• May 7, 2026
  • 5 min read

Gemma-4-31B-it API on FriendliAI: #1 Output Speed & Response Time

TL;DR
  • Gemma-4-31B-it is a dense, instruction-tuned, vision-language model by Google DeepMind, and it’s now available on Friendli Model APIs and Dedicated Endpoints.
  • FriendliAI delivers the highest-performance inference for Gemma-4-31B-it, ranking #1 for output speed, time-to-first-token, and end-to-end response times according to Artificial Analysis.
  • The model excels at inference for coding, agentic workflows, document extraction, and question answering.
  • It achieves frontier model results on benchmarks: 2,150 Codeforces ELO, 89.2% AIME 2026, 84.3% GPQA Diamond, and 76.9% MMMU Pro.
  • Learn how to execute agentic code reviews with Gemma-4-31B-it on FriendliAI.
Gemma-4-31B-it API on FriendliAI: #1 Output Speed & Response Time  thumbnail

Gemma-4-31B-it is the largest of the Gemma 4 open-weight model family by Google DeepMind. The model is live on FriendliAI, and our Model API delivers industry-leading output speeds, time-to-first-token, and end-to-end response times, according to Artificial Analysis.

It’s a 31B parameter dense, instruction-tuned, and multimodal vision-language model (VLM) equipped with configurable thinking and native function calling capabilities for advanced reasoning and agentic workflows. With FriendliAI, developers have two deployment options:

  • The Friendli Model API is a serverless endpoint that lets you run high-performance inference with a single API call to a designated model — no infrastructure management required.
  • Friendli Dedicated Endpoints serve the fastest, most scalable, and reliable inference for open-weight models on reserved GPU capacity — delivering 2–5x higher throughput than standard self-managed inference deployments.

Try Gemma-4-31B-it on FriendliAI.

Gemma-4-31B-it: Google’s open-weight agentic coding model

Gemma-4-31B-it is a dense transformer with about 31 billion total parameters across 60 layers, paired with a 550M-parameter vision encoder.
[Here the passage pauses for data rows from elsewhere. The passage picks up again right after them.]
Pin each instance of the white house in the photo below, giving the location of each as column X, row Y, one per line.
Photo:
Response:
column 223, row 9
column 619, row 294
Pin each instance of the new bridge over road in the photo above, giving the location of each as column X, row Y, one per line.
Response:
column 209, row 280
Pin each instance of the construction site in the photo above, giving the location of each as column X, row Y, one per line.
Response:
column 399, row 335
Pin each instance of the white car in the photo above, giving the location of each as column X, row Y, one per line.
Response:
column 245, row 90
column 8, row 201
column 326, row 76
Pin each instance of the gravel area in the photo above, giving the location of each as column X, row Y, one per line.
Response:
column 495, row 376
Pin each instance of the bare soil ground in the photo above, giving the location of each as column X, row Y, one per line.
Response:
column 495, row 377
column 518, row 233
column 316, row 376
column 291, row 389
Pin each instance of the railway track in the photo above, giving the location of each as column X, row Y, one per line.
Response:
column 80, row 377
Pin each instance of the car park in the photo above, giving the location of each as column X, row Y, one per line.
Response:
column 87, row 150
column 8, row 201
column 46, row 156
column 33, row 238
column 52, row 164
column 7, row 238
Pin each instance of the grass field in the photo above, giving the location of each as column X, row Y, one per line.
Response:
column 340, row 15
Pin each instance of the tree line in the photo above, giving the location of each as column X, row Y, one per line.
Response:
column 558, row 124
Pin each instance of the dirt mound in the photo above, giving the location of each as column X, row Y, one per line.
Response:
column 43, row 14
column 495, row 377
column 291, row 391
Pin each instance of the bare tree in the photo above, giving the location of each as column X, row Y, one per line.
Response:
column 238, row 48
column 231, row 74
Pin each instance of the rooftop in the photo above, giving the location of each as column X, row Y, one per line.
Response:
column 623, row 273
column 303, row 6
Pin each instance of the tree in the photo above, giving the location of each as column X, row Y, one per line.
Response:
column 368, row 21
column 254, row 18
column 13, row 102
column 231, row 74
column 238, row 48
Its hybrid attention pattern lets the model use the full 256K context window without straining memory during long-document inference. BF16 weights fit can be served on a single 80GB H100 and quantized variants can run on workstation GPUs under appropriate runtime configurations. The training data extends through January 2025 and spans web text, code, math, and images in 140+ languages.

The multimodal VLM accepts text or image inputs and produces text outputs. Variable image resolution and aspect ratio are handled natively, with a configurable visual token budget between 70 and 1120 tokens that lets you trade compute for fidelity on a per-call basis. It does not accept audio — that's a feature reserved for Gemma 4 E2B and E4B.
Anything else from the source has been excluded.